Shocker. Did anyone expect Koh to rule differently? She has made it clear time and again that she will let her emotions guide her decisions. Regardless of what a jury decides.

No judge is going to ban an entire product if only a small part of it infringes. It's not that hard to comprehend.


So in your expert opinion what should the metric be (i.e., number of items infringed upon?, value of function as a whole or a percentage of device cost?, general ability to differentiate between the devices infringed upon -- anybody remember attorneys not being able to tell which device was their client's?).

 

I think they ought to have to pay up for the value lost (triple since intentional) plus they must rework the infringed upon code and all licensees be responsible for making these changes for the majority of devices 'fixed' without piggybacking any other upgrades or pay for the cost of the developers that took advantage of these features.

post #17 of 59
Originally Posted by dasanman69 View Post
No judge is going to ban an entire product if only a small part of it infringes.

 

Yeah, see, I think I’ll block all imports of cabbage if only a “small part” of them was found to have been purposefully injected with the hantavirus.

 

Originally Posted by radster360 View Post
Too bad these judges are given this position for life!

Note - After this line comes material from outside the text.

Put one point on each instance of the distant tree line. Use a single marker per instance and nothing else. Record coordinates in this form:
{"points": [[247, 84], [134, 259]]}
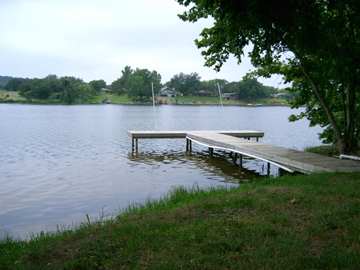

Time to find dirt on this judge!

 

No. If she is to be disbarred or otherwise removed from this case, it should be on legal or otherwise truthful grounds.

post #18 of 59
Quote:
Originally Posted by radster360 View Post

Too bad these judges are given this position for life! Time to find dirt on this judge!

Right. Is that how the American judicial system is supposed to work? If you lose, find a way to blackmail the judge. Do everybody a favor…go back to your post and add /S at the end.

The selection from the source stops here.